Eritrean People Are Not the Enemy — They Are the Victims
This is not about the Eritrean people. It is about a regime that has failed them.
While the government rejects Ethiopia’s overtures, its citizens continue to flee in record numbers. Mandatory conscription, economic despair, and political repression have left young Eritreans with few options. If Assab and Massawa were open for trade and investment, jobs would be created, industries would grow, and hope would return. But for now, Eritrea’s ports remain closed, and its youth remain stuck.
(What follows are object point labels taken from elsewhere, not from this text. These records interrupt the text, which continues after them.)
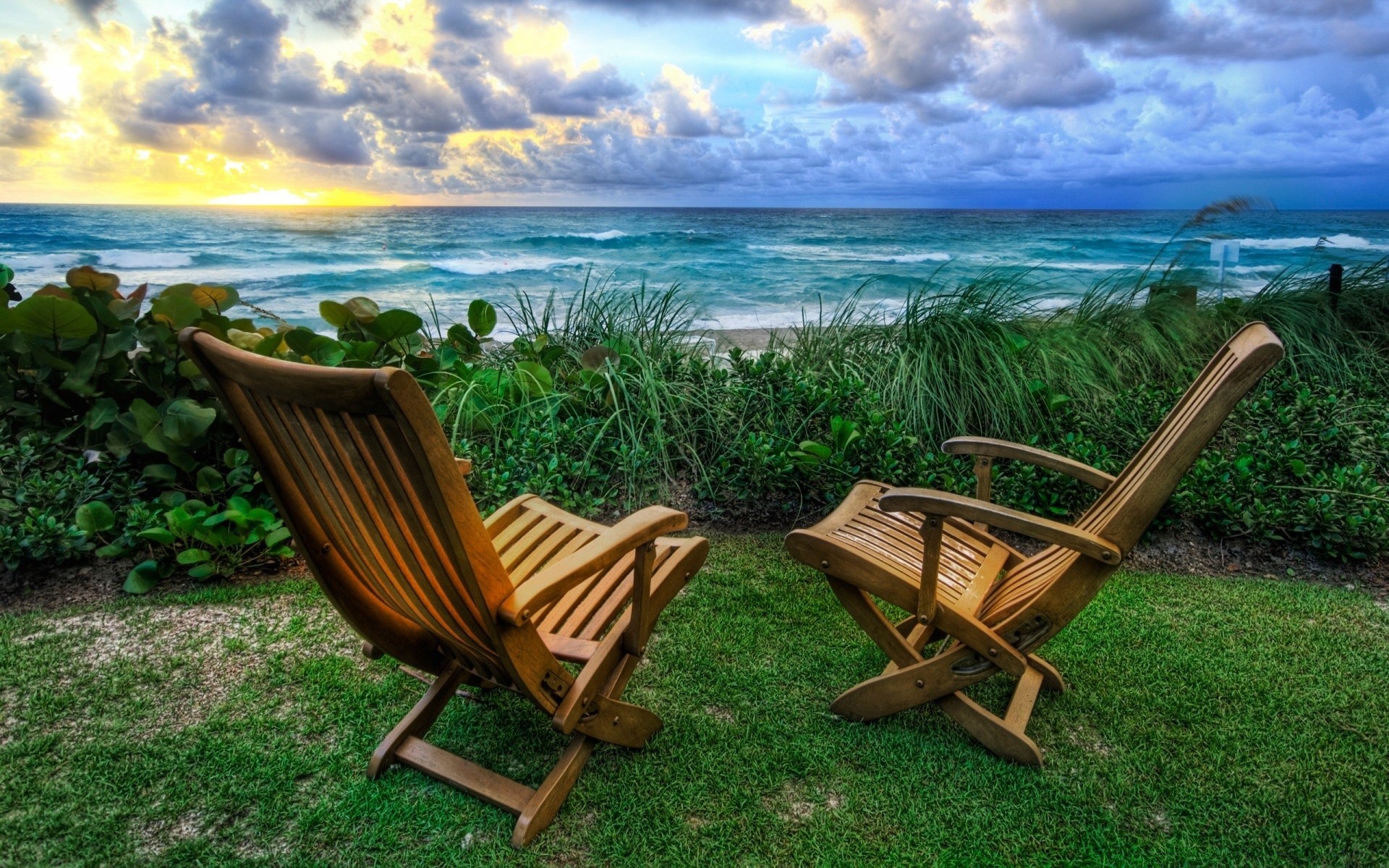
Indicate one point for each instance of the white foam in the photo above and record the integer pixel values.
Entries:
(919, 258)
(504, 264)
(143, 259)
(596, 237)
(1341, 241)
(38, 261)
(836, 255)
Let Us Trade: Ethiopia’s Offers on the Table
Ethiopia is not demanding access. It is offering solutions:
- Joint investments in port modernization and infrastructure
- Land exchanges to create mutual access corridors
- Collaborative air-sea logistics hubs via Ethiopian Airlines
- Duty-free trade zones and integrated customs systems
These offers present a chance to reshape the Horn’s future, drive billions in revenue, and create thousands of jobs. Yet Eritrea refuses, clinging to political pride at the expense of regional prosperity.

The Future We Could Build
Imagine trains from Addis Ababa rolling into a revitalized Massawa. Imagine Eritrean and Ethiopian dock workers loading goods bound for Europe, the Middle East, and Asia. Imagine a unified Red Sea economic corridor stretching from Port Sudan to Berbera. This is not fantasy. It is entirely possible if leaders choose progress over paranoia.
Ethiopia has already shown readiness. So has Somaliland. Even Djibouti has demonstrated how profitable regional ports can be. Eritrea, too, could join — if only its government would open the gates.
Let the Horn Rise Together
The Horn of Africa stands on the edge of transformation. But it cannot rise while one nation’s ports stay chained by fear and outdated grudges. Eritrea has the chance to turn silent docks into economic lifelines, to shift from isolation to inclusion.
The world is watching. The region is waiting. And Ethiopia is ready.
It is time to trade. Time to connect. Time to rise together.